Price, on the other hand, was a highly touted free agent signing who had a good first year in Boston and, after injury delayed the start of his 2017, has been good on the field and pissy as hell off it. He’s yelled at two media members in the name of being a good teammate, most recently when he went after Dennis Eckersley on the team plane.
Worst-case scenario, Hayes’ days an NHL regular could be over. Price remains in the midst of a prolific career and is making $30 million this season. There’s no question of who’s had it worse.
So when you see how each handled the situation -- and even consider that alcohol was involved in what was the more civil case -- Price’s treatment of Eckersley (according to Dan Shaughnessy’s report) looks even worse.
With the media, Hayes is polite, yet soft-spoken.
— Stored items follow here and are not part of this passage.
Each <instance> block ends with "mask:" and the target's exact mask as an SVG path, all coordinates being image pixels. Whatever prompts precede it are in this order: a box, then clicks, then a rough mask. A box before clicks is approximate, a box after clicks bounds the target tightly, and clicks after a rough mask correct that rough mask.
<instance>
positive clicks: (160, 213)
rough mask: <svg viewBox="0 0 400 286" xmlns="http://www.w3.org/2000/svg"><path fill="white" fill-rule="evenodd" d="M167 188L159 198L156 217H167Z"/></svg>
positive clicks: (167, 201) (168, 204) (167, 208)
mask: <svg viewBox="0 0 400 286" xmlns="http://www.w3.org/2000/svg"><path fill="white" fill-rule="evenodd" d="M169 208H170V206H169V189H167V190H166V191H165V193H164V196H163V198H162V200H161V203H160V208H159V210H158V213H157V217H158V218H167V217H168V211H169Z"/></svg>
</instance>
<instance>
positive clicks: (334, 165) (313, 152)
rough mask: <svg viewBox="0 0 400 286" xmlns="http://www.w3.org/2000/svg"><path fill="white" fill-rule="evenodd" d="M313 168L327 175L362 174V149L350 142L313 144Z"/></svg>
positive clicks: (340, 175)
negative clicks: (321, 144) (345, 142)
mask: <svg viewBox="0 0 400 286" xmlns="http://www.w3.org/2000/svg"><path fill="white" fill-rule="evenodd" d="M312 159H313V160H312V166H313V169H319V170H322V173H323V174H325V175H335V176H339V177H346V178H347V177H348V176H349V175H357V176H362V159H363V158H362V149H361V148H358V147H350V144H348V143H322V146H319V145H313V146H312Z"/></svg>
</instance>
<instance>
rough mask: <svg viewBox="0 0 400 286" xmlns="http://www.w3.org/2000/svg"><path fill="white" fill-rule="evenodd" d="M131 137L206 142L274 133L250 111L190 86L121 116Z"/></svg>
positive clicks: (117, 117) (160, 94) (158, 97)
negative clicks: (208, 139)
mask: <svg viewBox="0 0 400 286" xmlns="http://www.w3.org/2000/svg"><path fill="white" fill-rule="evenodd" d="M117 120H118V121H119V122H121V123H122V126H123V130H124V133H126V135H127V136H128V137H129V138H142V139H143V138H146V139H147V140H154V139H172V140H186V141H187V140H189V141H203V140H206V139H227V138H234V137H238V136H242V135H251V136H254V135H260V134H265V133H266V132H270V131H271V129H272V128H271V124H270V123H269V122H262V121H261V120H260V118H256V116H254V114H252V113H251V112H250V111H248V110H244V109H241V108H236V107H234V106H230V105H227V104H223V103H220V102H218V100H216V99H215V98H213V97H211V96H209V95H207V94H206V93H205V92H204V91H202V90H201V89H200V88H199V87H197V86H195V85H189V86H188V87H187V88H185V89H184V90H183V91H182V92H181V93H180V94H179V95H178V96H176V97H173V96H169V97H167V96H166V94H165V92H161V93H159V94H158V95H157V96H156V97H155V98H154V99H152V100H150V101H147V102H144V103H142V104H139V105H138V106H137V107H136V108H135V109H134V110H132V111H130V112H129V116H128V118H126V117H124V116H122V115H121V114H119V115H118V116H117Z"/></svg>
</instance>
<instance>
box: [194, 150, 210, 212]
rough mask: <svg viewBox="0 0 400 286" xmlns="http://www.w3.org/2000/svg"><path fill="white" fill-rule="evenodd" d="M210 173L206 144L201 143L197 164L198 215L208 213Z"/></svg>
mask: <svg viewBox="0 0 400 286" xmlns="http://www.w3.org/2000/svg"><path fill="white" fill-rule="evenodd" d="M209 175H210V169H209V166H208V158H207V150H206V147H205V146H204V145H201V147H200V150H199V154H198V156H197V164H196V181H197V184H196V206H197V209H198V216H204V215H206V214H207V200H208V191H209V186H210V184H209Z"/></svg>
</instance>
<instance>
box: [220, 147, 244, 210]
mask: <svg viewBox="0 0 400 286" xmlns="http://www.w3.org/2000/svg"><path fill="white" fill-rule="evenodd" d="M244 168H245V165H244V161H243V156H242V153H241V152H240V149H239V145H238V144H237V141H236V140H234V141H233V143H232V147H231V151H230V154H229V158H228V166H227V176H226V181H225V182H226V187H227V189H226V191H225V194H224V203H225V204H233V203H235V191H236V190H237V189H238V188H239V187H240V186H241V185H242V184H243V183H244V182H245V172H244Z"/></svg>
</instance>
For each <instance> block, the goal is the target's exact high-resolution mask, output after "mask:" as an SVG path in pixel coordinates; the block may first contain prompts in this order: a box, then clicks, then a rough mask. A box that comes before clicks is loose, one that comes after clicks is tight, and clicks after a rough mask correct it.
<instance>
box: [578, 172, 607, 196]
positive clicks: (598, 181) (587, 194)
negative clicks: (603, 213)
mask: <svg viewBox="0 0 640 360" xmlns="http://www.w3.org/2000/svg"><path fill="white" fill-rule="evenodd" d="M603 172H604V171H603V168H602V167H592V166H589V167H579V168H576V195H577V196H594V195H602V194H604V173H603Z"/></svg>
In the setting in which he found himself with one of his biggest critics, he didn’t need to be. He could have tried to embarrass Felger, as Price did by mocking Eckerlsey in front of an airplane full of people.
Instead, Hayes gave Felger a piece of his mind and the two moved on. Hayes doesn’t need to worry about Felger given that he’s not playing here anymore, but he got to make Felger answer for any perceived low blows.
Felger was more critical of Hayes than Eckersley is of the Red Sox. In fact, Paula Abdul was often more critical of Idol contestants than Eckersley is of the Red Sox. That the players apparently hate him is perplexing, as they’re the only ones who think he comes off as malicious.
Confrontations between players and media members certainly happen throughout the course of a season, though they typically follow a more standard format: Player says something to reporter because he doesn’t like their story or question, uncomfortable exchange takes place and, often times, apologies are given when cooler heads have prevailed.
Yet there’s been no apology to Eckersley from Price, and there’s little reason to believe cooler heads will prevail as it relates to Price’s attitude toward the media. Hayes’ handling of his confrontation said something about his character; Price’s confrontations are only serving to build a unnecessarily negative reputation.